The effect of Section 3 is uncertainty and drudgery. Did the the Licensor identify the creators? If so, you must retain it. Did the the Licensor supply a copyright notice? If so, you must retain it. Don't fail to mention if you modified the resource. Even if you license your derivative work under a compatible license such as CC BY-NC, you must still mention the original license. After reading these conditions, I think it's likely that my use of CC BY ontologies in Hetionet — an integrative network of biology — may not comply with the entirety of these CC BY conditions, even though I went to great pains trying to comply with the incredible burden laws and licenses place on publicly-funded data.

The best applications of knowledge will be integrative. Integrating CC BY content can be tricky because you must deal with multiple potentially-contradictory license conditions as well as attribution stacking. The amount of weird tricky situations that arise when you do even a little integration is astounding. Some CC BY resources will have Sui Generis database rights. Others will not. Most lawyers don't have the expertise to provide guidance on these issues and lawyers generally avoid giving advice unless contracted to do so. Academics and others who just want to do science don't have sufficient access to legal experts. Even when you have access to a laywer, the process injects a long delay, at great expense to whoever is paying the tab. The overall effect is that whenever there are legally ambiguous situations, you waste users' time and dissuade reuse. CC0 was designed to avoid uncertainty. The license is lengthly, but since the whole point is to make the content in the public domain, you don't have to worry about any conditions of reuse.

Legally-enforced attribution is overrated. Best practice requires establishing data provenance. Any high quality resource will attribute when that attribution is productive. Sometimes it's not productive to attribute. Sometimes it's destructive. For example, I created PharmacotherapyDB — a CC0 catalog of drug–disease treatments. The drugs are coded using DrugBank and the diseases are coded using the Disease Ontology. I don't want my users to be burdened by licensing and I want my data to be maximally reused, so I used CC0. But am I violating the Disease Ontology's CC BY License? I've created a derivate work that includes 97 DO terms, and these terms potentially represent an original work of authorship. Answering this question requires wading through legal precedent, which is an extreme burden.

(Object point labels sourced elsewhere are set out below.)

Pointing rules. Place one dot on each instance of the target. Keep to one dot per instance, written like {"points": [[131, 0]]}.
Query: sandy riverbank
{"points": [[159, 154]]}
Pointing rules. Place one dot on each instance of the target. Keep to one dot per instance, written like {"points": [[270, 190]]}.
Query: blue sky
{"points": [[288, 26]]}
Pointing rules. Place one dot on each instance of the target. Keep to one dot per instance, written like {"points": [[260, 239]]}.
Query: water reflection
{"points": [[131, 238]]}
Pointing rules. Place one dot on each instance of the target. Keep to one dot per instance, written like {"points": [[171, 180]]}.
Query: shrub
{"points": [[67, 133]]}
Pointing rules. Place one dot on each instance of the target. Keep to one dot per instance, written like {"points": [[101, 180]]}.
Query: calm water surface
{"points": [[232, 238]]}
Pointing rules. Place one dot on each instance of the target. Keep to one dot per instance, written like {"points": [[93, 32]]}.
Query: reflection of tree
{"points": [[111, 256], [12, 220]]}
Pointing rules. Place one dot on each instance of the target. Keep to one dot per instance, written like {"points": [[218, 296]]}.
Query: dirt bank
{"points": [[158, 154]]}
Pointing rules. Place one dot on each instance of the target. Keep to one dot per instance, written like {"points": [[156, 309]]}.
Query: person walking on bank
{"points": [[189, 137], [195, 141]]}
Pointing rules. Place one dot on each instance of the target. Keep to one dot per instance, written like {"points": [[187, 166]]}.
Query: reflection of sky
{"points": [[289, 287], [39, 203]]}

Much of this precedent is yet to exist: the space is filled with open questions. Sometimes it's nice to just use an identifier and not have to attribute anything. Identifiers usually have their provenance embedded anyways. Based on these considerations, DrugBank — a dually licensed (aka commercial) resource — released the core of their resource as CC0.

The aforementioned practice of granting WikiData permission to release data under CC0 but then officially releasing the same data under CC BY is not ideal. This will create confusion as it's unclear whether WikiData actually had sufficient permission to apply CC0. Users of WikiData content could be liable for violating upstream data licensing and many users won't want to take that risk. The authoritative source of the data should apply the most permissive license that the data is released under anywhere to avoid these situations. You also don't want two classes of users: those who access from the authoritative site and get the restrictive license and those who use WikiData. Finally, there's the possibility of a resource diverging, similar to the recent Ethereum hard fork. This could happen if WikiData is granted permission to reproduce an ontology at one point, but subsequent contributions are made under the CC BY license.

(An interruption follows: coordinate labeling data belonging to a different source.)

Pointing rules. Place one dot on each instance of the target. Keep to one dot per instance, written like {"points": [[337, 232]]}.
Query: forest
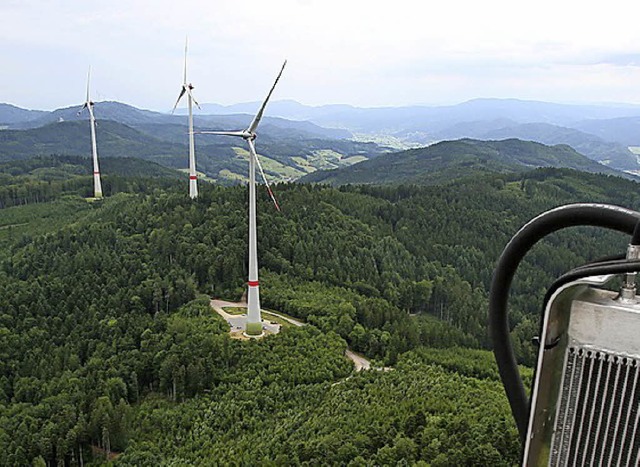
{"points": [[110, 353]]}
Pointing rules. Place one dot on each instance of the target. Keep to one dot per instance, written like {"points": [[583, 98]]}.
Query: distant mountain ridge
{"points": [[600, 132], [451, 160], [287, 153]]}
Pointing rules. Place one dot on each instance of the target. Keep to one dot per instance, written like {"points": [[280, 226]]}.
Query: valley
{"points": [[111, 352]]}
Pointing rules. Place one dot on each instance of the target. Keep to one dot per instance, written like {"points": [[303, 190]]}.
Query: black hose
{"points": [[598, 215], [622, 266], [635, 237]]}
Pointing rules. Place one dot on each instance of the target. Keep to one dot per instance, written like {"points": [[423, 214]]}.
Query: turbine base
{"points": [[254, 329]]}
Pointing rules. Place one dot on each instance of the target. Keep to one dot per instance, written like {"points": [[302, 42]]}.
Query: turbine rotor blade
{"points": [[88, 83], [184, 89], [193, 98], [186, 44], [223, 133], [264, 177], [256, 120]]}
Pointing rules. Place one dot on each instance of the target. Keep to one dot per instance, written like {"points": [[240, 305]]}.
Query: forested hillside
{"points": [[449, 160], [289, 149], [107, 343]]}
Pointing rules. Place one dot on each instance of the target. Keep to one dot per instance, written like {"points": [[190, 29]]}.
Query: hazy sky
{"points": [[365, 53]]}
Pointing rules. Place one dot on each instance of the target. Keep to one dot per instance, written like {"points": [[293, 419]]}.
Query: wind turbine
{"points": [[254, 321], [186, 89], [88, 104]]}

Finally, licenses and laws change over time. Currently, CC BY 4.0 is compatible with a broad range of licenses. However, incompatibilities may arise in the future. Let's create knowledge and content that withstands the test of time. From the perspective of a creator, I want to maximize the reuse of my creations. Most of us are in the incredibly lucky position that the public funds us to create knowledge. Don't waste the opportunity to do something revolutionary over petty attribution concerns. Don't rely on the threat of suing your greatest advocates (those who use your data) for recognition.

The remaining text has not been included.